When asked about frequency, Rodriguez explains that he lifts 7 days a week, trains BJJ 5 times a week, and wrestles 2 days during the week. With lifting, Rodriguez works one body part a day for no more than 45 minutes and employs 8 exercises per body part at 4 sets of high reps (no less than 20) to get the job done. His routine will fluctuate depending on his competition schedule and other variables, which I’m sure we’ll get more information on with the full release of content. 

Rodriguez doesn’t seem to be content with only playing to his strengths. He also comments on pulling guard and working on his leg locks during practice, making efforts to fill the holes in his game. A grappler with Rodriguez’s size, strength, and intensity, will become the most dangerous person on the mat once a technical skillset has been honed. Can you imagine Rodriguez being a top-notch leg locker? 

Briefly discussing nutrition, its clear that Rodriguez feels that this is the most important aspect of being an athlete. He recommends eating enough food to fuel your body for the workload your placing on it but also places importance being able to cook and eat your own meals. With protein being at the center of this formula, Rodriguez recommends at the bare minimum 1 gram of protein per pound of bodyweight a day. This is a bodybuilding rule that’s stood the test of time and continues to be the gold standard. 

Speaking on pre-competition nutrition, Rodriguez starts to load carbs about a week out.

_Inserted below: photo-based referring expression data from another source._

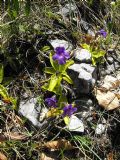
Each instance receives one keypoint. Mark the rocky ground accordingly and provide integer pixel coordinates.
(94, 129)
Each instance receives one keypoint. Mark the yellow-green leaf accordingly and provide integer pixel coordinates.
(66, 120)
(1, 72)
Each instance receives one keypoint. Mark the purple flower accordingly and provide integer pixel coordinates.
(61, 55)
(51, 102)
(103, 33)
(69, 110)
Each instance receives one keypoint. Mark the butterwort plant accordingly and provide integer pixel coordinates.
(60, 61)
(55, 109)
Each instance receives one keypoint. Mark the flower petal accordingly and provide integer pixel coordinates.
(59, 50)
(55, 57)
(67, 55)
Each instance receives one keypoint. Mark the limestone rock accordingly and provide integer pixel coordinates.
(83, 76)
(31, 111)
(82, 55)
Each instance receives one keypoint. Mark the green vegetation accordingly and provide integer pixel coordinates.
(30, 65)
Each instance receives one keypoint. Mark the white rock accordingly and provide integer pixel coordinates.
(31, 111)
(84, 77)
(82, 55)
(61, 43)
(75, 124)
(100, 129)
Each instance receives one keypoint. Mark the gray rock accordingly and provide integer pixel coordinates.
(31, 111)
(100, 129)
(82, 55)
(61, 43)
(85, 107)
(75, 124)
(83, 76)
(84, 24)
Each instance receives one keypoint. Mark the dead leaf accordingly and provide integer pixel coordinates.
(59, 144)
(2, 156)
(15, 136)
(108, 100)
(45, 157)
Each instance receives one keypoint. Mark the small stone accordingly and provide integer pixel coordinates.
(110, 69)
(75, 124)
(82, 55)
(61, 43)
(84, 77)
(100, 129)
(31, 111)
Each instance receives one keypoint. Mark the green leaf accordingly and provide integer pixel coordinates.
(27, 7)
(67, 78)
(3, 92)
(49, 70)
(66, 120)
(1, 72)
(68, 63)
(53, 82)
(53, 63)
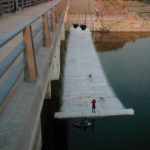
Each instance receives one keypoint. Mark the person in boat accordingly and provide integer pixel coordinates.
(93, 105)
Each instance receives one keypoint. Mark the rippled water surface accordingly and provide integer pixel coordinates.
(126, 61)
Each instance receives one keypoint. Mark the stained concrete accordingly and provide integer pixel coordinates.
(84, 80)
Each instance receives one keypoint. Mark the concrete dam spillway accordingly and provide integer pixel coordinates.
(84, 79)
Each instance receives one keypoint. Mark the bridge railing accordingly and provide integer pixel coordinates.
(33, 34)
(10, 6)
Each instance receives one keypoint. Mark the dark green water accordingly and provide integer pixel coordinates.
(127, 66)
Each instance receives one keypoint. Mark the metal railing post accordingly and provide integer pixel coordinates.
(57, 13)
(46, 31)
(17, 6)
(53, 20)
(31, 69)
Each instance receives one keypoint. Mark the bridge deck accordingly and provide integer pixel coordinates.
(79, 88)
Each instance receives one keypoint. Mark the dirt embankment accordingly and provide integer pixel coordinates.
(113, 40)
(108, 15)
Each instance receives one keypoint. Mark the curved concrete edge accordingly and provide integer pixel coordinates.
(117, 112)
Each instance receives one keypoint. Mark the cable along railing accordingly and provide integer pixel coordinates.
(35, 33)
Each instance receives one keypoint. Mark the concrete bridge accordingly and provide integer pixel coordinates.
(29, 60)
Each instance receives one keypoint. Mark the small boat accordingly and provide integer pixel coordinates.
(84, 125)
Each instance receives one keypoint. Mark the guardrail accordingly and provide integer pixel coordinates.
(10, 6)
(33, 39)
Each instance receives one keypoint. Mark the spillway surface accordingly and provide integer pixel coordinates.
(84, 80)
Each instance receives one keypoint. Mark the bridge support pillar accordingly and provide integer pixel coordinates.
(55, 66)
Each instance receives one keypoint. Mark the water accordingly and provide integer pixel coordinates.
(125, 60)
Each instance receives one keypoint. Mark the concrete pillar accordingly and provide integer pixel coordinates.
(55, 66)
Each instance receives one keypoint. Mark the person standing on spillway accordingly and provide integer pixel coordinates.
(93, 105)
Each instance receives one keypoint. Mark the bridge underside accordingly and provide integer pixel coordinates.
(84, 80)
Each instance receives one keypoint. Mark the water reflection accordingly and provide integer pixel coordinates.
(125, 60)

Two days before he competes, he cuts them completely out of his diet and then right before competition adds them back in to bring his energy level way up. This has been Rodriguez’s go to for years. But he reminds us also that he’s not cutting weight, so this may not be the best course of action for everyone but if you’re in the same boat, this could be a great addition to your routine. 

When someone becomes so successful, so early in their career, this intrigues us. We want to know what these people are doing and how they’re doing it to see what adjustments we might want to make in our own training to get an edge. I’ve already got some ideas just from listening to this short talk with Nicky Rod. 

Congratulations on your success Nicky Rodriguez and we can’t wait to see what the future has in store for you!